A estrada que serviu de integração e inspiração, além de contribuir para a fundação das cidades espanholas Ciudad Real de Guayrá (1557) e Villa Rica del Espirítu Santo (1576), precedida por expedições através dos Caminhos do Peabiru; e com o tempo transformada em estradas de rodagem ou simplesmente abandonada; aponta agora para um novo futuro. O turismo como fator de geração de emprego e renda, com sustentabilidade.

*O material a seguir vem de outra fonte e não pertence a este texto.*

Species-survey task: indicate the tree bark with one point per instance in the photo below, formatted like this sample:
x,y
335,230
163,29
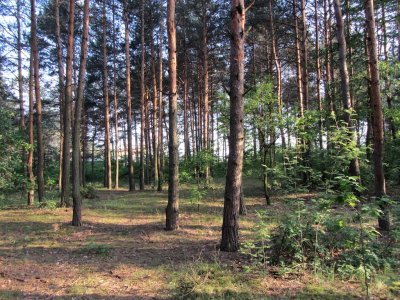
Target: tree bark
x,y
172,210
161,110
60,88
108,178
205,82
131,175
116,131
377,116
142,104
31,176
278,73
354,169
304,54
39,130
318,66
76,137
155,113
20,81
230,226
65,191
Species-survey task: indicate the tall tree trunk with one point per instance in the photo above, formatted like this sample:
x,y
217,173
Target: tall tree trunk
x,y
185,101
172,210
155,113
65,191
116,131
20,80
278,72
354,168
377,115
31,176
304,54
60,88
108,178
84,140
161,110
76,137
233,187
389,96
131,175
299,73
318,66
205,82
39,130
142,104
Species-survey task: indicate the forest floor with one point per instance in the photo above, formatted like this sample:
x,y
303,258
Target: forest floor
x,y
123,252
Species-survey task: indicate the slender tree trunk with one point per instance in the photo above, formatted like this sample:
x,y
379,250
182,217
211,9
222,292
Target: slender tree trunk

Foz do Iguaçu é outro exemplo de sucesso para a viabilização da ideia. Inúmeros materiais editados com apoio da Itaipu Binacional e bem sucedidas iniciativas turísticas como a que criou a Rota dos Pioneiros no Rio Paraná despontam como exemplares.
Hoje as pessoas buscam tranquilidade e paz ao caminhar por trilhas sagradas, conhecer descobertas arqueológicas, manter contato com populações indígenas, ouvir e conhecer as histórias dos antepassados, participar de rituais esotéricos, bonitas paisagens campestres, cenários panorâmicos, unindo aventuras e adrenalina com emoções e conhecimentos.
Que os Caminhos do Peabiru – futuro e promissor patrimônio cultural material e imaterial – levem-nos a conquistar, de novo, uma terra sem males!
GILMAR CARDOSO, advogado, poeta, membro do Centro de Letras do Paraná e da Academia Mourãoense de Letras.